The two men talked together for a few minutes; then the sergeant pointed toward Bronson and Angela. The other man followed his glance, and nodded. Then he walked across to look closely at the tomb, the sergeant following. Even from where Bronson was sitting, perhaps twenty yards away from the tomb, the smell of putrefaction was unpleasantly strong, and he wasn’t surprised at the expression of distaste on the senior officer’s face as he moved forward to the hole in the slab and peered inside, a small but powerful flashlight in his hand. Then he stepped back and walked briskly away from the grave.

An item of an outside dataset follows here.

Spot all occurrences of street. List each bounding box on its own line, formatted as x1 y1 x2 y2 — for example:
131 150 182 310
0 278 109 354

Bronson and Angela seemed to have been temporarily
forgotten, and although Angela wanted to get back to the hotel, Bronson was keen to stay, at least for a few minutes more, and watch the recovery of the bodies. And, as he pointed out, they hadn’t yet been told that they could leave.

The Italians were working in much the same way as English police officers would have done in the same circumstances. Once the tomb was opened, the photographer moved forward again to record the scene. He was followed by several of the investigating officers and a man Bronson thought was probably the pathologist. Only then was the first body lifted out of the grave and transferred immediately into a body bag.

Bronson used Angela’s digital camera to record the operation.

“What are you doing?” she muttered in disapproval.

“I’m making a record of what’s happening,” he replied. “Just in case.”

“Just in case what?”

“I don’t know, but this is a peculiar situation we’re involved in, and having a photographic record seems to be a good idea.”

With the first body removed, more photographs were taken, and then the operation was repeated to lift out the second corpse, and then the third. Once all three body bags had been closed, the unpleasant smell began to dissipate, and several of the Italian officers removed their face masks. Further checks were run on the tomb, and it was carefully searched for any other possible clues.

“I’ll ask the sergeant whether we can go now,” Bronson said at last.

With Angela beside him, he walked around the taped-off tomb and approached the investigating officers.

“Is there anything else you need from us?” Bronson asked in Italian.

The sergeant glanced toward the more senior carabinieri officer. “Inspector Bianchi?”

The officer glanced at Bronson and Angela, looked as if he was going to speak, and then shook his head.